MD. SANIUL ALAM, BERNARD HYDE, PAUL DUFFY, AONGHUS MCNABOLA

Abstract

This paper addresses the co-benefits of climate change mitigation policies to reduce PM2.5 pollution for passenger cars (PCs) using a scenario-based approach in Ireland. To analyse future scenarios (2015–2035), estimation was initially conducted in COPERT software. Emissions estimation was improved using an add-on module to the COPERT model that was capable of considering a range of future vehicle technologies and the contribution of additional non-exhaust PM2.5 emissions from road abrasion. A fleet, disaggregated at major fuel type, and at the level of newly registered and survived PCs, was required for this add-on module. The module was developed based on the concept, emission factors and fuel efficiency improvement factors from a number of previous research papers, and COPERT output, to estimate fuel-based emissions e.g. exhaust and non-exhaust PM2.5 and CO2 emissions.
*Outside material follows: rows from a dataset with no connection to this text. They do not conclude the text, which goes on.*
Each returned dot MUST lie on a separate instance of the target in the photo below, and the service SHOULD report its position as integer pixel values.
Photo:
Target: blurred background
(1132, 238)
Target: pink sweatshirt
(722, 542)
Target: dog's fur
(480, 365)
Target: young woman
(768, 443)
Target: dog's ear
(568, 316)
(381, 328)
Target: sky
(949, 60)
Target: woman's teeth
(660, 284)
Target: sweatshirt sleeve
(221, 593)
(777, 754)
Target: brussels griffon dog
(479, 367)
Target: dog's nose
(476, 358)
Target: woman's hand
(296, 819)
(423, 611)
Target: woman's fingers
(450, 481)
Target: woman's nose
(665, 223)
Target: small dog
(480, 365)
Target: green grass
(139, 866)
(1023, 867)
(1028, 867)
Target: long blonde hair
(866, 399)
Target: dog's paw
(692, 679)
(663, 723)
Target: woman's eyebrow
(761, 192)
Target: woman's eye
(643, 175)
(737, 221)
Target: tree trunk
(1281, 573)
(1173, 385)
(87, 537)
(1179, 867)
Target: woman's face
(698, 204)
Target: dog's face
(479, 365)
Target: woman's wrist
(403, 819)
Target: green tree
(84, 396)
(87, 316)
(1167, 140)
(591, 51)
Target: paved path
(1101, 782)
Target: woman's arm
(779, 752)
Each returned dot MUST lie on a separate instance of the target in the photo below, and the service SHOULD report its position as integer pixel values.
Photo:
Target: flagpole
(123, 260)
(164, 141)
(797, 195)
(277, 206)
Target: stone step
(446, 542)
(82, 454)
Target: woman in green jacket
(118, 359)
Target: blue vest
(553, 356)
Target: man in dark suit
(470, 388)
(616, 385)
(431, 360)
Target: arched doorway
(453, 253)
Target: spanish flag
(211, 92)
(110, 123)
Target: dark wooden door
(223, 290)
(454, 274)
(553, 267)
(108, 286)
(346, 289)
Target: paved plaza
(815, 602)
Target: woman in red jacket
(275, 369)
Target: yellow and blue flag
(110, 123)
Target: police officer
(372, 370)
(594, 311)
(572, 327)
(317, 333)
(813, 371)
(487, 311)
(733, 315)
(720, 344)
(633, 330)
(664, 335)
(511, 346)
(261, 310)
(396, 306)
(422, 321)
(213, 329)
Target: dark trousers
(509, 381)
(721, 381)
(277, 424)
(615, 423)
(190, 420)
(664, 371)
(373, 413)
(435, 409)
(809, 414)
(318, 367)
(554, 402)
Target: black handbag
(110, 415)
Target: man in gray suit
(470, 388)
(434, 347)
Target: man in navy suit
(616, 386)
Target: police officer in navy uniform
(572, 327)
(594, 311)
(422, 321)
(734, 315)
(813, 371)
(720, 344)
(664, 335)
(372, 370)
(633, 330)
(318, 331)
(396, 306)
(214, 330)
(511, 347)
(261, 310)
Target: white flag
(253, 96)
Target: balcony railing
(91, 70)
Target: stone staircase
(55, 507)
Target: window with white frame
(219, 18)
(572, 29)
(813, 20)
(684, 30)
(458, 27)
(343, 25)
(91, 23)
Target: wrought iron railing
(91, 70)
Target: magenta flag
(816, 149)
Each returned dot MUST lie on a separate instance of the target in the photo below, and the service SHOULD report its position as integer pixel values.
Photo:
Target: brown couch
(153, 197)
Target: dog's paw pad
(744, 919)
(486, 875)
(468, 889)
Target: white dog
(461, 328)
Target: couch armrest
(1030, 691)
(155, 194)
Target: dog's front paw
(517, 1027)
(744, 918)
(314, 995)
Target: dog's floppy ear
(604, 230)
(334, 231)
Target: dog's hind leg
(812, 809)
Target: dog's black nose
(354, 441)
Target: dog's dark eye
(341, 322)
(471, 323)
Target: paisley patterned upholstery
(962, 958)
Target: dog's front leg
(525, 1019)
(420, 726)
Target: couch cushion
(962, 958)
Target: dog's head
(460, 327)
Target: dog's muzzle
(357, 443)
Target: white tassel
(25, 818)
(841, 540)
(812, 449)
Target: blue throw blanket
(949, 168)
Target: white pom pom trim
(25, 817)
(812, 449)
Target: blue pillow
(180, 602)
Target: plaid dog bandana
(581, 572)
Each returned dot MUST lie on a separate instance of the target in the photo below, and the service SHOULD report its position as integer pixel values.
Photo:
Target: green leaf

Three additional estimations were conducted in the add-on module: a baseline scenario that was similar to COPERT but accounted for a different disaggregation of the PC fleet, and two alternative scenarios. The two alternative scenarios were developed using an approach previously developed by the authors that addressed the existing Electric Vehicle (EV) policy in Ireland, and a possible ban on the sale of conventional vehicles powered by gasoline and diesel fuel in the future (in line with the planned actions of a number of EU cities). The results revealed that CO2 emissions continuously decreased in the projection period, however, reductions of PM2.5 reversed from the year 2028 due to increases in the non-exhaust component of PM2.5 emissions. Under alternative scenarios, a 57–69% reduction of CO2 could be possible whereas a 9-15% reduction for PM2.5 could be achieved in 2035. Non-exhaust PM2.5 was found to have a larger share (as much as 35 times that of exhaust emissions) in 2035 where alternative PCs such as EV represented a major share in the fleet. The research also provided a methodology capable of detailing the CO2 and PM2.5 emissions in future scenarios for a range of PC technologies.